The ball court, painted with lime on the turf, was divided in half, and each half was divided into four smaller parts. A player was assigned to each quadrant and couldn’t leave it. Points were scored by passing the rubber ball through a big wooden ring fixed to the wall. If the ball touched the ground, the team that hadn’t made the error won the serve and could shoot for the ring on the first throw. The players rotated and changed court whenever one of the teams had lost the serve thirteen times.
The match was exciting. Apan won. Cortés collected a sum — a dizzying sum, even — from the other gamblers. The Spaniards who had followed him, convinced that they were passing unnoticed as they shrank in their glaring, noisy suits of armor, had watched the match from the opposite side of the trench with no one paying them the slightest attention: if their boss was with Captain Cuauhtémoc, they could do as they pleased. They thought that at last they had been accepted, even commenting among themselves that they should come to see matches more often.
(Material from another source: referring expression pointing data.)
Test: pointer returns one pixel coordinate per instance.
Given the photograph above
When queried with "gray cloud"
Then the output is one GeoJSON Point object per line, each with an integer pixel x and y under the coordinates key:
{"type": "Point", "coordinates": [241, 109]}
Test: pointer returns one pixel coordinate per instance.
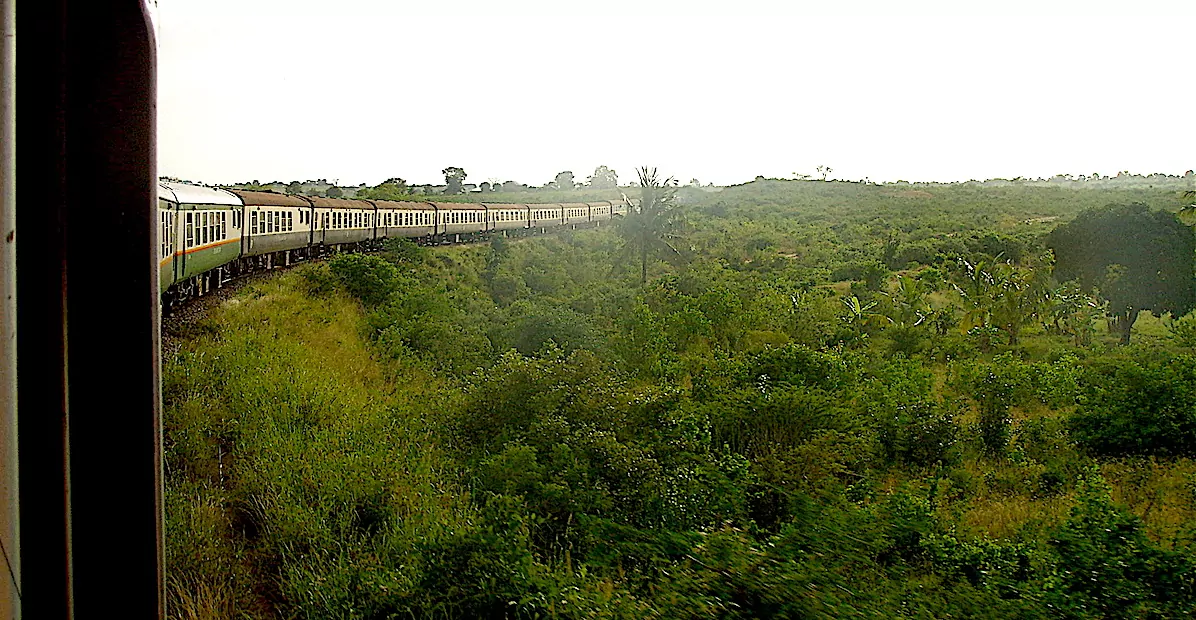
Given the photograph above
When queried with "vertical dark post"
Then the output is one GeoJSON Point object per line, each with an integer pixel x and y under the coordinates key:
{"type": "Point", "coordinates": [10, 487]}
{"type": "Point", "coordinates": [87, 324]}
Walking back to the quay, Cortés felt secure enough to ask the prince why he wasn’t taking the opportunity to kill him. My men are far behind, he said; and there are so few of them that the people could easily subdue them. It was the emperor’s request, the prince replied, whispering into Malitzin’s ear. Not to kill me? To talk, make friends; to see whether you would explain why you haven’t left. To the Indian, Malitzin said: I’ve already explained why you spare him, but he doesn’t believe me, and she translated for the Spaniard. Then she asked the future emperor motu proprio: Would you have killed him? So fast that he’d be picking up his own head. You don’t have a dagger. That’s never stopped me, he said, and he explained how a hasty sacrifice to the gods was made on the battlefield: You put the fingers of both hands into the enemy’s mouth, you pull on his teeth in both directions until his jaw snaps, then you break his spine with your knee and yank off his head. She felt a tingling between her legs and the urge to have her breasts touched. He was still staring at her impassively; what he had described was exactly what he would have done. What’s happening, asked Cortés. She told him. He wasn’t amused.
When they reached the outer courtyard of the palace, crammed with bureaucrats hearing the rather vociferous complaints of the inhabitants of the realm, Cortés returned the cacao beans that Cuauhtémoc had loaned him to bet with. Thank him, he said to Malitzin; not for these, but for having kept his word. The Indian looked at him indifferently and answered: Tell him that sooner or later we will face each other in battle, and then I won’t let him go. And yet I will spare his life, answered Cortés, but Malinche didn’t translate.
Six years later, on Shrove Tuesday, 1525, when Cortés gave the Indian Cristóbal the order to garrote the emperor in chains, everything had gone so wrong and everyone had changed court so many times that Malitzin was called Marina and it was Cortés who was called Malinche. By now everyone spoke everyone else’s languages, and without realizing it they had established a third nation, blind to its own beauty, that no one has ever been able to understand. May your God never forgive you, Malinche, said Cuauhtémoc — now in Spanish — to the conquistador by way of farewell. Don’t curse me, replied the captain in Nahuatl; I let you live when your empire was reduced to a barge. I don’t curse you for my death, said the emperor, but for all the other deaths; in this land no one will speak your name without shame. Very likely the four thousand masses that Cortés ordered to be said for the repose of his soul were conceived at that instant.
When I myself visited the convent of the Irish sisters in Castilleja de la Cuesta, I asked the mother superior about the ghost of the conquistador. We’ve never seen him, she said in all seriousness; though there were mothers in the past whom he tried to engage in fornication. And she continued: What he did leave us is a lot of dead people we can’t understand, because they speak a language from somewhere else. There’s a very handsome one, she said, who can’t walk; he has a funny ponytail, on top of his head instead of at the back. Does he make trouble, I asked. He’s sitting in that chair, she said.